Le roi se leva justement et fit quelques pas vers la fenêtre.

– Le soleil est au zénith ; si tu n’as plus rien à ajouter, accompagne moi ; je vais régler mes affaires puisque j’emmène Hildegarde au bord de la Moselle où nous prendrons quelques temps de repos. D’ores et déjà, je te charge de réfléchir à l’organisation de l’enseignement dans le royaume. N’hésite pas à former d’autres élèves qui devront aussi apprendre des langues vivantes – dont le latin – car je songe à étoffer mon administration dans les années à venir pour envoyer des représentants dans tous les pays.

– Moi-même, je peux leur enseigner la langue des Angles...

– Pourquoi pas le mandarin, tant que tu y es !? Il faut toutefois privilégier le francique, car notre langue est promise à se répandre sur un immense territoire !

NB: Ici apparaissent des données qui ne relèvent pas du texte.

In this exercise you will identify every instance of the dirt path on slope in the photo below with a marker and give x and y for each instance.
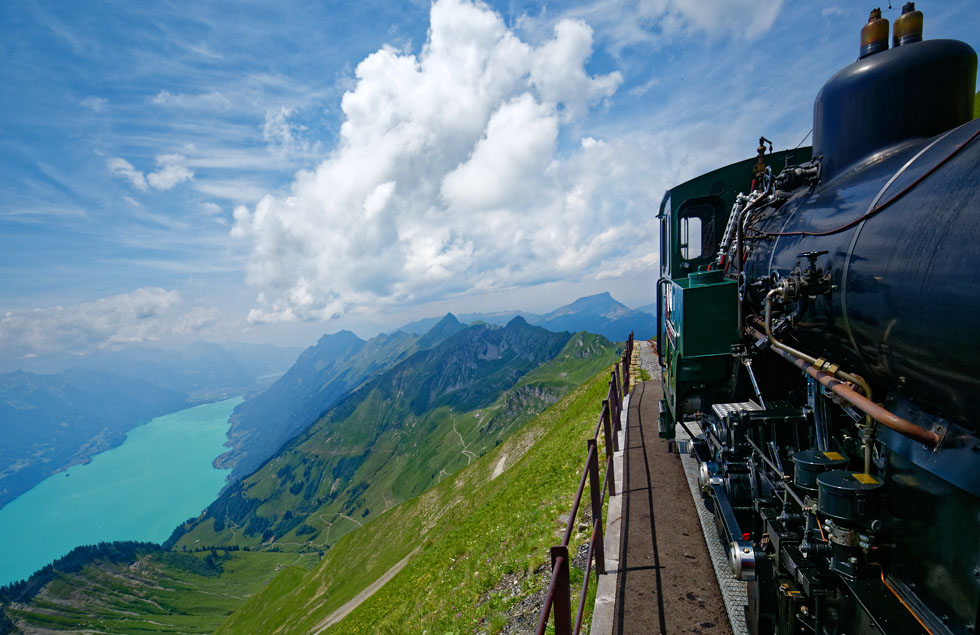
(358, 599)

– À part cela, ne souhaites-tu pas récupérer la troisième coupe ? demanda Alcuin, un peu surpris que ses informations n’aient pas plus d’effet.

Le roi se retourna vers Alcuin avec un sourire énigmatique.

– N’as-tu pas remarqué que depuis quelques années, depuis que je possède la deuxième coupe, mon action devient plus efficace et que le royaume franc ne cesse de s’agrandir ? Je sais que je finirai par bâtir un nouvel empire d’Occident. Et la troisième coupe sera certainement la clé de cette réussite.

Sache donc que j’ai bien l’intention de la faire mienne. En attendant, je te remercie, mon ami, de ton action et de ta fidélité.

– Et crois-tu pouvoir convaincre l’archevêque de te la céder ?

– J’ai converti Widukind et ses Saxons, je bâtis des abbayes un peu partout, je vais fonder un empire chrétien ; ce grand service pour l’Eglise mérite bien une petite coupe ! argua le roi avant de sortir en hochant la tête.